Menurut Departemen Kesehatan RI (2000), beberapa metode ekstraksi yang sering
digunakan dalam berbagai penelitian antara lain yaitu:
a. Cara dingin
1. Maserasi
Maserasi adalah proses penyarian simplisia dengan cara perendaman menggunakan
pelarut dengan sesekali pengadukan pada temperatur kamar. Maserasi yang dilakukan
pengadukan secara terus-menerus disebut maserasi kinetik sedangkan yang dilakukan
pengulangan panambahan pelarut setelah dilakukan penyaringan terhadap maserat pertama
dan seterusnya disebut remaserasi.
Metode ini sesuai baik untuk ekstraksi pendahuluan maupun untuk jumlah besar.
Pengadukan sesekali ataupun secara konstan (dengan menggunakan alat pengocok mekanik)

22

untuk menjamin kehomogenan dan meningkatkan kecepatan ekstraksi. Proses ekstraksi dapat
dihentikan ketika tercapai keseimbangan antara konsentrasi metabolit dalam ekstrak dan
simplisisa. Setelah reaksi residu simplisia harus dipisahkan dari pelarut dengan cara
penyaringan.
Kelemahan dari maserasi adalah prosesnya cukup memakan waktu yang lama dapat
berlangsung beberapa jam atau sampai beberapa minggu. Ekstraksi menyeluruh juga dapat
menyebabkan jumlah besar volume pelarut dan dapat berpotensi hilangnya metabolit.
2. Perkolasi
Perkolasi adalah proses penyarian simplisia dengan pelarut yang selalu baru sampai
terjadi penyarian sempurna yang umumnya dilakukan pada temperatur kamar. Proses
perkolasi terdiri dari tahap pelembaman bahan, tahap perendaman antara, tahap perkolasi
sebenarnya (penetesan/penampungan ekstrak) terus-menerus sampai diperoleh perkolat yang
jumlahnya 1-5 kali bahan.
b.
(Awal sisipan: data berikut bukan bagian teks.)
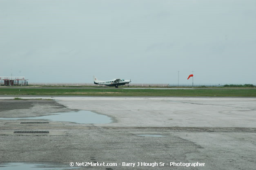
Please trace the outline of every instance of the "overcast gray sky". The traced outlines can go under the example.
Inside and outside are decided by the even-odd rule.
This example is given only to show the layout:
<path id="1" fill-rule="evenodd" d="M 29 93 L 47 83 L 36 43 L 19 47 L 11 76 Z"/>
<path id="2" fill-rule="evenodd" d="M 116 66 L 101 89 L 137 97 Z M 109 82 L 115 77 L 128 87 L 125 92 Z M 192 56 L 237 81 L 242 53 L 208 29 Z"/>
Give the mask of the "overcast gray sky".
<path id="1" fill-rule="evenodd" d="M 256 84 L 255 0 L 0 0 L 0 76 Z"/>

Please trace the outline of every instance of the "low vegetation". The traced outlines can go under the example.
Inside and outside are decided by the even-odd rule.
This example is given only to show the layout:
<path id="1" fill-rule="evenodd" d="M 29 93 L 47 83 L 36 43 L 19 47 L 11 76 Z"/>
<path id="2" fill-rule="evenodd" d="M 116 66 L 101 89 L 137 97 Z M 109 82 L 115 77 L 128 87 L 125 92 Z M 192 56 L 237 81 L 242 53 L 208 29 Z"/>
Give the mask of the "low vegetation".
<path id="1" fill-rule="evenodd" d="M 225 87 L 255 87 L 255 86 L 252 84 L 225 84 Z"/>
<path id="2" fill-rule="evenodd" d="M 254 88 L 212 88 L 194 89 L 124 89 L 102 88 L 0 88 L 1 95 L 111 96 L 256 97 Z M 15 99 L 19 99 L 17 97 Z"/>

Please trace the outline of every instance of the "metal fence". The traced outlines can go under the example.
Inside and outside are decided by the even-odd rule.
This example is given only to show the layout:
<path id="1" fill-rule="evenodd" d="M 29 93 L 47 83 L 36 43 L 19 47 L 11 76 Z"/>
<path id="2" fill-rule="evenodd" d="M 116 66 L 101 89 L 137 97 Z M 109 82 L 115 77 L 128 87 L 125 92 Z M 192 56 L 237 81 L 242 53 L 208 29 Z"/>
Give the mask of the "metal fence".
<path id="1" fill-rule="evenodd" d="M 194 87 L 222 87 L 223 86 L 226 84 L 194 84 Z M 232 84 L 234 85 L 240 85 L 241 84 Z M 16 85 L 18 84 L 15 84 Z M 26 81 L 26 84 L 18 84 L 19 85 L 29 85 L 29 86 L 93 86 L 96 87 L 107 87 L 105 85 L 95 84 L 93 83 L 29 83 Z M 254 84 L 253 85 L 256 86 L 256 84 Z M 3 81 L 0 81 L 0 85 L 4 85 Z M 139 86 L 139 87 L 191 87 L 192 84 L 146 84 L 146 83 L 131 83 L 125 84 L 124 86 Z"/>

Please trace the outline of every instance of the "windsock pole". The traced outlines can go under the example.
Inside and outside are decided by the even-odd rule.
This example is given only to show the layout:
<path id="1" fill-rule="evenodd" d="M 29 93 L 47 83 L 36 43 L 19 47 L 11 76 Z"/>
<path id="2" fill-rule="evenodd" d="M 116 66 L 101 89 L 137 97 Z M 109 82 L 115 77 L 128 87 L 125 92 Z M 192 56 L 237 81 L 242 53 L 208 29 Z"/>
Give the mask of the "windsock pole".
<path id="1" fill-rule="evenodd" d="M 194 71 L 192 71 L 192 74 L 193 75 L 192 77 L 192 87 L 193 88 L 193 86 L 194 85 Z"/>

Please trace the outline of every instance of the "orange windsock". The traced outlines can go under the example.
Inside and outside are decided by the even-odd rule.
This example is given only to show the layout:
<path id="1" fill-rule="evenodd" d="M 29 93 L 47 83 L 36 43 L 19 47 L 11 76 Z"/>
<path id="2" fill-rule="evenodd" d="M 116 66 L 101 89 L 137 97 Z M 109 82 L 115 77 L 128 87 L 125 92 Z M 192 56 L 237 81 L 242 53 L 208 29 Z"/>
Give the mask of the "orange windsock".
<path id="1" fill-rule="evenodd" d="M 193 74 L 191 74 L 190 75 L 189 75 L 189 77 L 187 77 L 187 79 L 189 79 L 190 78 L 190 77 L 193 77 L 193 76 L 194 76 L 194 75 Z"/>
Cara panas
1. Refluks
Refluks adalah proses penyarian simplisia dengan menggunakan alat pada
temperatur titik didihnya, selama waktu tertentu dan jumlah pelarut terbatas yang relatif
konstan dengan adanya pendingin balik.
2. Digesti
Digesti adalah proses penyarian dengan pengadukan kontinu pada temperatur lebih
tinggi daripada temperatur ruangan, yaitu secara umum dilakukan pada temperatur 40-50C.
3. Sokletasi
Sokletasi adalah proses penyarian dengan menggunakan pelarut yang selalu baru,
dilakukan dengan menggunakan alat soklet sehingga menjadi ekstraksi kontinu dengan
pelarut relatif konstan dengan adanya pendingin balik.

23

4. Infundasi
Infundasi adalah proses penyarian dengan menggunakan pelarut air pada temperatur
90C selama 15 menit.
5. Dekoktasi
Dekoktasi adalah proses penyarian dengan menggunakan pelarut air pada
temperatur 90C selama 30 menit.
I. Tinjauan Tentang Uji Antioksidan
Kandungan senyawa antioksidan dalam suatu bahan dapat diketahui melalui uji
aktivitas antioksidan. Pengukuran aktivitas antioksidan dapat menggunakan beberapa metode.
Salah satu metode yang umum digunakan yaitu dengan menggunakan radikal bebas stabil
diphenilpycrylhydrazil (DPPH) atau (1,1 Dhypenil-2-pycryhidrazil). Prinsip metode-metode
yang digunakan untuk mengetahui aktivitas antioksidan adalah mengevaluasi adanya
aktivitas penghambatan proses oksidasi oleh senyawa antioksidan yang terdapat dalam bahan
pangan atau contoh ekstrak bahan alam (Nurjanah, 2009).
Pada metode DPPH, larutan DPPH yang berperan sebagai radikal bebas akan bereaksi
dengan senyawa antioksidan, sehingga DPPH akan berubah menjadi diphenilpycrilhydrazine
yang bersifat non-radikal yang tidak barbahaya sebagaimana dapat dilihat pada Gambar 2.4.
Meningkatnya jumlah diphenilpycrilhydrazine akan ditandai dengan berubahnya warna ungu
pada larutan menjadi warna kuning pucat (Molyneux, 2004).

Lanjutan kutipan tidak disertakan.